Kakyoung Lee: Illustrator/Animator/Messenger // Maria (Mia) K Karlberg-Levin

The Window project in Jamaica Flux: Workspaces & Windows 2016 presents a video depicting scenes of the inside of a gallery on whose window a moving image is projected. The animation captures postures and gestures that people exhibit inside the gallery while they are looking at the art or are engaged in conversation with each other. Here, Kakyoung Lee works with the notion of “inside out.” Her 2012 piece, Window View, represents a gallery as a room in which we see the external world through moving images. In the current work, Window, the way we see the world from inside the gallery is seen from outside on the street. We are seeing us see the world. By capturing the self-reflective moment of art viewing in the gallery and placing it on the exterior of the building, Kakyoung draws our attention to the double function of art, allowing us to see the world and to see how we see the world. In these works, I experience feeling outside of and removed from the mainstream of society, isolated and yet surrounded.

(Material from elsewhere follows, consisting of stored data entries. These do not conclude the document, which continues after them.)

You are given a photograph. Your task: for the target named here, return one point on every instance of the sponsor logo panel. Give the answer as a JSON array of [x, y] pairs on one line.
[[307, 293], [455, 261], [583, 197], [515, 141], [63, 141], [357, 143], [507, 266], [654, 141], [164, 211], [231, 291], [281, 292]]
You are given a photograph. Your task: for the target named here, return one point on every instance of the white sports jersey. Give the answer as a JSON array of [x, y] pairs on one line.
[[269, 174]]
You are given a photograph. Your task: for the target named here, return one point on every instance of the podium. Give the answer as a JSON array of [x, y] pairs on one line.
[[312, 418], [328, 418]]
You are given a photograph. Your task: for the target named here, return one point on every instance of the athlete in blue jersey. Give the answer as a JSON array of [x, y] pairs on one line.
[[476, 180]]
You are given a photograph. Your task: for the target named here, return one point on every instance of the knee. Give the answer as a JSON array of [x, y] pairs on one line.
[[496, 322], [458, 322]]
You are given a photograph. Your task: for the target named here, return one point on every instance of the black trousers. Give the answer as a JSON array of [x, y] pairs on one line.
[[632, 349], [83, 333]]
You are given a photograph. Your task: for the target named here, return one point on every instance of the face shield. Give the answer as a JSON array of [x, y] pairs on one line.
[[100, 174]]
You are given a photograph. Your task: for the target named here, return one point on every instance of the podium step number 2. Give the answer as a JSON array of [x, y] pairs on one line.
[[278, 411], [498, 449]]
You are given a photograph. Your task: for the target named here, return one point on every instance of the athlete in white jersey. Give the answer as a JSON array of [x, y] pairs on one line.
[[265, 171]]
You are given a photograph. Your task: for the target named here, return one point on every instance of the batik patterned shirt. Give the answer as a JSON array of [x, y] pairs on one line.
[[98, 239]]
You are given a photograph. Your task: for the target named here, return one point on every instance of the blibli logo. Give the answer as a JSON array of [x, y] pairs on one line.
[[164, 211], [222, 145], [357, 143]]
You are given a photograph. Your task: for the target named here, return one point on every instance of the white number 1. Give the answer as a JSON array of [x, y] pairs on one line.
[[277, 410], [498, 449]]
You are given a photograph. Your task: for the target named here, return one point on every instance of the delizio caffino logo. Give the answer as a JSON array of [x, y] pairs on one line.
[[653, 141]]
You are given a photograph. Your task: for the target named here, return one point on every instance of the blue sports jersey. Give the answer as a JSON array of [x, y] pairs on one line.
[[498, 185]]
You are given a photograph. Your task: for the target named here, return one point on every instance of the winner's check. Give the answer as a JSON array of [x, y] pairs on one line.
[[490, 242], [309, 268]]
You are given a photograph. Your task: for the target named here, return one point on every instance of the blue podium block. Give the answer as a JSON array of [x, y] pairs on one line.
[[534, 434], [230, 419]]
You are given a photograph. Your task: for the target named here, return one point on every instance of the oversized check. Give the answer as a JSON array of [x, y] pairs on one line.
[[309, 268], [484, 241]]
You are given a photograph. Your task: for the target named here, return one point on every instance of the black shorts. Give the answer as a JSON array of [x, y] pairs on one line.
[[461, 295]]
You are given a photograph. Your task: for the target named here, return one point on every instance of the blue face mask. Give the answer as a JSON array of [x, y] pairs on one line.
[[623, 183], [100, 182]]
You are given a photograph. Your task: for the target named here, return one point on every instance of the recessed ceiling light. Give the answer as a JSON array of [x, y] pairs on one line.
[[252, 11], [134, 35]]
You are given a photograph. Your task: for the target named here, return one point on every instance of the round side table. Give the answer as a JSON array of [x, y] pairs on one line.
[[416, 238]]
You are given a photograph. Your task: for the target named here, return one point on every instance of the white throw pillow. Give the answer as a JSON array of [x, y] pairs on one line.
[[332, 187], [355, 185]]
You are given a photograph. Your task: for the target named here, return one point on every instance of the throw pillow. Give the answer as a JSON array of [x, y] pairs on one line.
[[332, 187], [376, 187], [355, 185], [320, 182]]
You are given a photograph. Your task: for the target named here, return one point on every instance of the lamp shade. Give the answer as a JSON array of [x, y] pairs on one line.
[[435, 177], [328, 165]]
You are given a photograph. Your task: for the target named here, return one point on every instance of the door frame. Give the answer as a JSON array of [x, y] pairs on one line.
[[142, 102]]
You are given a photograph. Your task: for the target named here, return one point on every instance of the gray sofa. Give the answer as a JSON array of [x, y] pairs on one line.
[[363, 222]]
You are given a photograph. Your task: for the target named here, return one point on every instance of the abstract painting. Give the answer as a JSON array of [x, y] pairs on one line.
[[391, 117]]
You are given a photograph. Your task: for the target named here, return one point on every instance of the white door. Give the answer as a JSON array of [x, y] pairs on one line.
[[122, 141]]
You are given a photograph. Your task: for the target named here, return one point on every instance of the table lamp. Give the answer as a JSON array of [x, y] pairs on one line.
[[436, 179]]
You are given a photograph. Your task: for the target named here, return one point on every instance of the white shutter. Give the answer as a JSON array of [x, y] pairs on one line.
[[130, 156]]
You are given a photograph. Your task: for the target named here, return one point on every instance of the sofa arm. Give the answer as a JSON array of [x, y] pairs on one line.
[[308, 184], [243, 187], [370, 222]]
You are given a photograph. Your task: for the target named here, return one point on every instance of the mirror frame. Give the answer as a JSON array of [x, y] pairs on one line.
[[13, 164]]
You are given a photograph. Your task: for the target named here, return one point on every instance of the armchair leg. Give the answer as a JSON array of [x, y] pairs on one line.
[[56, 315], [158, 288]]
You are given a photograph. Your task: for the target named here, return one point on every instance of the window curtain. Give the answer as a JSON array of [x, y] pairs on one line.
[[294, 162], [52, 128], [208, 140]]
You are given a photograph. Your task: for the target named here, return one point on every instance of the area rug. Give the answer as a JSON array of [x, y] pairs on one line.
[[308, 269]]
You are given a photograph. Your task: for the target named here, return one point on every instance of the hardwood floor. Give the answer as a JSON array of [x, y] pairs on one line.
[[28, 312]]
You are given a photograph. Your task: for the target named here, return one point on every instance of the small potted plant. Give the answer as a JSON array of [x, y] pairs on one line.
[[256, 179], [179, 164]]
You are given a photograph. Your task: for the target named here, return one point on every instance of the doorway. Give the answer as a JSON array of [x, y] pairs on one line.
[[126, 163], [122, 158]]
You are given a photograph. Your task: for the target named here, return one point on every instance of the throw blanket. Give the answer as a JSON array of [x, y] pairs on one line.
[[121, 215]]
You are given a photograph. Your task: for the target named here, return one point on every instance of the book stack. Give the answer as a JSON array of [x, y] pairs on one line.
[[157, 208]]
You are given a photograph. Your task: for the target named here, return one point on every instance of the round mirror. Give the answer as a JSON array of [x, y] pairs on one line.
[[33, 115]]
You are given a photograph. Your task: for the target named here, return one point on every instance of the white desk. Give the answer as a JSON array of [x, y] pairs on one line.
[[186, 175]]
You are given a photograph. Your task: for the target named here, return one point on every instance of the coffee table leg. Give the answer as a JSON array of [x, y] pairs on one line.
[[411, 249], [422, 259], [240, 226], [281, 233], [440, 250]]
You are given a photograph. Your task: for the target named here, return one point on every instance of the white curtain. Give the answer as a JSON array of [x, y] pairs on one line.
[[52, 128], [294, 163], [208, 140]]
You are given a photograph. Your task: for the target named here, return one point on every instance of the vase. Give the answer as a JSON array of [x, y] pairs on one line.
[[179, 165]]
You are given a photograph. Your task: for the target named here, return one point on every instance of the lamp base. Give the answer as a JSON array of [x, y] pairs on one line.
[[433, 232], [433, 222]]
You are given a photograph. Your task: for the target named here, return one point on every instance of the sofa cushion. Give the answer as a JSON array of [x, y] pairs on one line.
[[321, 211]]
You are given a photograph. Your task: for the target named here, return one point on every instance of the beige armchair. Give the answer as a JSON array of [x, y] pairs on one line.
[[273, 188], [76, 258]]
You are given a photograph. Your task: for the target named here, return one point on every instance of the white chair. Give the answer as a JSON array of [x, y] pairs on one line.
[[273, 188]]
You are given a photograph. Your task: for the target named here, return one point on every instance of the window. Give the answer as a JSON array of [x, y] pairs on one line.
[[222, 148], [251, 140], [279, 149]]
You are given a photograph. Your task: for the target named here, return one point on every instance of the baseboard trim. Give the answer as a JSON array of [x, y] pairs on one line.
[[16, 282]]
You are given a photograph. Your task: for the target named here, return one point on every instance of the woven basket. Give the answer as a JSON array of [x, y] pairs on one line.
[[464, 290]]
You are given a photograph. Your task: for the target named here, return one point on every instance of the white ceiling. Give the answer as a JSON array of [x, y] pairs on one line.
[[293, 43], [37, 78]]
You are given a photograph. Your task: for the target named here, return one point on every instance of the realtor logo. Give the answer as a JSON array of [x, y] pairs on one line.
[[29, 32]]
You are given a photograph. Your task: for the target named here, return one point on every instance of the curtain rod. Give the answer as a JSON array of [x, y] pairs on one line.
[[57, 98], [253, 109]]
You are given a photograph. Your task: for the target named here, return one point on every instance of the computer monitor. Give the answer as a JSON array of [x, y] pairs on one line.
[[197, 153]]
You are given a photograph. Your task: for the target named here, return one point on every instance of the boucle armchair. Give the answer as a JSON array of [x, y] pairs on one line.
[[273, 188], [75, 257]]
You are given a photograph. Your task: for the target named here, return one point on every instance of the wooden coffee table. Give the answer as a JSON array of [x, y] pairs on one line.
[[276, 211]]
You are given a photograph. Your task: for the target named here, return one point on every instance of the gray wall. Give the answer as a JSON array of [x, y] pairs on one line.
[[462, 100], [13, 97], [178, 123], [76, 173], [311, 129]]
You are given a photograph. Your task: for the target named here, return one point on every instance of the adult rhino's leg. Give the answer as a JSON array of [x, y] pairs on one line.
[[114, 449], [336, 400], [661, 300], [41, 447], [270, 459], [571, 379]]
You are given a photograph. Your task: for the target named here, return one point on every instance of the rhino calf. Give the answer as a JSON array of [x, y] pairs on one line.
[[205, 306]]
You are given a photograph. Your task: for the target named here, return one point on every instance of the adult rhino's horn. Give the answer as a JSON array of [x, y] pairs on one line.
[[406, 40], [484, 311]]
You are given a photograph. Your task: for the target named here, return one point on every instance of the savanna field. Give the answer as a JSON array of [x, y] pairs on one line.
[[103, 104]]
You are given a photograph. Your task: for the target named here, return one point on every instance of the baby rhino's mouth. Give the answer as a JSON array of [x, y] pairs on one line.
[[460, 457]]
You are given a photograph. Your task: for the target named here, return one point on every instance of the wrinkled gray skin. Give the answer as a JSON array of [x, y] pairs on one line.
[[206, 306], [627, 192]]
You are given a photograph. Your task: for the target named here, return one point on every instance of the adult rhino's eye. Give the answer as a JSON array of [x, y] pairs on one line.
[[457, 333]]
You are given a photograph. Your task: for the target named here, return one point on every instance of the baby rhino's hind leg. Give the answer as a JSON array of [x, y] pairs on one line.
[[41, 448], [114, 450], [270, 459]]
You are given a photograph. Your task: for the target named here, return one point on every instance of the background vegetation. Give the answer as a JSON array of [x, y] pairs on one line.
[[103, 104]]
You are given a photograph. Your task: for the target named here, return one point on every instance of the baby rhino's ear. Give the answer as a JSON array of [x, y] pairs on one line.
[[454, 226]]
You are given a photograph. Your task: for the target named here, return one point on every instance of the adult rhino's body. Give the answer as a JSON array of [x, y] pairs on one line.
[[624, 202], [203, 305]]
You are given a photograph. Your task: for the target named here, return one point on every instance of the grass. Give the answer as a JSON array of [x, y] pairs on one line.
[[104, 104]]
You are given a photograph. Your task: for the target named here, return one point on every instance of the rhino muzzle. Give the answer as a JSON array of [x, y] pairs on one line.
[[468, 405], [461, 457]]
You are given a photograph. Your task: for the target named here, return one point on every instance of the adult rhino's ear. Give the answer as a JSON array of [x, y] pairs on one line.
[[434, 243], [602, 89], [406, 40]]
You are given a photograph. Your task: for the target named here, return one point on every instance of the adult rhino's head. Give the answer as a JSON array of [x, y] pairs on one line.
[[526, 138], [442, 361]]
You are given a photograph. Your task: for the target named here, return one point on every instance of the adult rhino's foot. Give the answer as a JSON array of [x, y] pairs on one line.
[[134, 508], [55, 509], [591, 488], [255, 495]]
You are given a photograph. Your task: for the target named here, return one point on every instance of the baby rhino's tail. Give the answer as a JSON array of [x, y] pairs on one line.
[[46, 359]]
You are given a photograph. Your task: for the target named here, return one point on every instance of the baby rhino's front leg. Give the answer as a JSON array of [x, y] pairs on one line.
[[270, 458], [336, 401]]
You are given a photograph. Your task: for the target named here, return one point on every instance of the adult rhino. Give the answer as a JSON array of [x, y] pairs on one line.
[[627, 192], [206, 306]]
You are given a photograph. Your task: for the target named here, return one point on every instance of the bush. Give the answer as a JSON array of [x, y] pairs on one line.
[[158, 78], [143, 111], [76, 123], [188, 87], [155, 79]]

Kakyoung Lee’s choice of subject matter in her moving image pieces reflects repetitiveness in daily life. She makes art by focusing on images of her everyday activities that can be easily ignored. She illustrates and animates these images, matching her method of making art and the subject matter she is dealing with. The repetitive nature of daily life activities is depicted by drawing and redrawing the same image. She chooses printmaking, photography, and video for the media of art. These media are known for producing multiples and copies – that is, an endless repetition. Thus, her art almost obsessively pivots around the idea of repetition. Her act of making art (drawing and redrawing), her media (printmaking, photography and video), and her subject matter are unified by repetitiveness.

Marks, erased and re-marked, in pursuit of a perfect final sequence, result in images, along with traces from removed illustrations, which are photographed, woven into moving images and edited with related soundtracks. Her process of illustrating and animating her images gives us a sense of what she thinks art is. I rush daily from one task to the next, rarely lingering long enough to explore where I am or what I am doing; Her art directs my attention to the incidental moments of life, and asks the question, at what cost to quality of life do we ignore small yet significant details which affect the whole?